Saturday, December 18, 2010

Are RISC processors dead, killed by Intel?

What drives the market to settle on an architecture is, almost certainly, the availability of applications; IA-32 (Intel Architecture 32-bit, once known as x86) has clearly benefited from this effect since the introduction of the PC. This architecture, because of its complexity, is not positioned to offer the best performance potential; but its extremely large sales volumes allowed Intel to make substantial investments in research and development (R&D), allowing its processors to match the best RISC processors (except for floating point).

Development of IA-32 has not stopped, and RISC processors will have an increasingly difficult time competing with the architecture for entrylevel and mid-range systems.

With the new IA-64 architecture, Intel squarely faces RISC machines on their own ground—high performance (both integer and floating point) together with 64-bit addressing. Itanium, the first implementation of this architecture, hardly met expectations in terms of integer performance or availability date. Itanium 2 and its successors are likely to remedy this situation. In looking at the situation, recall that IA-64 performance has two interrelated components: compilers, which must extract and express the internal parallelism in programs; and the performance of the processor itself. HP’s contribution, especially for the compiler, is invaluable to Intel, to whom this is a new field.

We should not forget that there is constant progress in IA-32 implementations (and in IA-32 compatibles), a factor that delays the penetration of IA-64, a new architecture lacking the large applications catalogue of IA-32.
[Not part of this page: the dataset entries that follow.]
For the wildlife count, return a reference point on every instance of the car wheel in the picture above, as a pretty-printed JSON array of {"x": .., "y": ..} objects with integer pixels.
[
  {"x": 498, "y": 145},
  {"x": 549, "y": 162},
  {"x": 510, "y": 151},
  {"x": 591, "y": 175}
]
Our comment on the Itanium catalogue refers to the IA-64 native catalogue; Intel has provided IA-64 with the ability to execute IA-32 applications, thereby getting Intel the support of the key vendors of applications, databases, middleware, and operating systems—albeit not at the same performance as could be obtained with native Itanium applications.

Because the investment needed to develop new implementations of an architecture keeps growing faster than the market, the tendency will be for the number of RISC architectures to reduce. The survivors will be those with either sufficient market volume, or very strong compatibility reasons. We have already seen a number of RISC architectures fall by the wayside; we can reasonably suppose that just a few years in the future we will see a maximum of two RISC architectures (plus IA-64) surviving. Of course, IA-32 will continue to exist, too.

The real challenge for IA-64 in the area of IA-32 support arises with AMD’s introduction of a straightforward extension of IA-32 to 64-bit architecture, allowing a smooth coexistence and migration between the two architectures. This will be particulary interesting to watch in the next few years.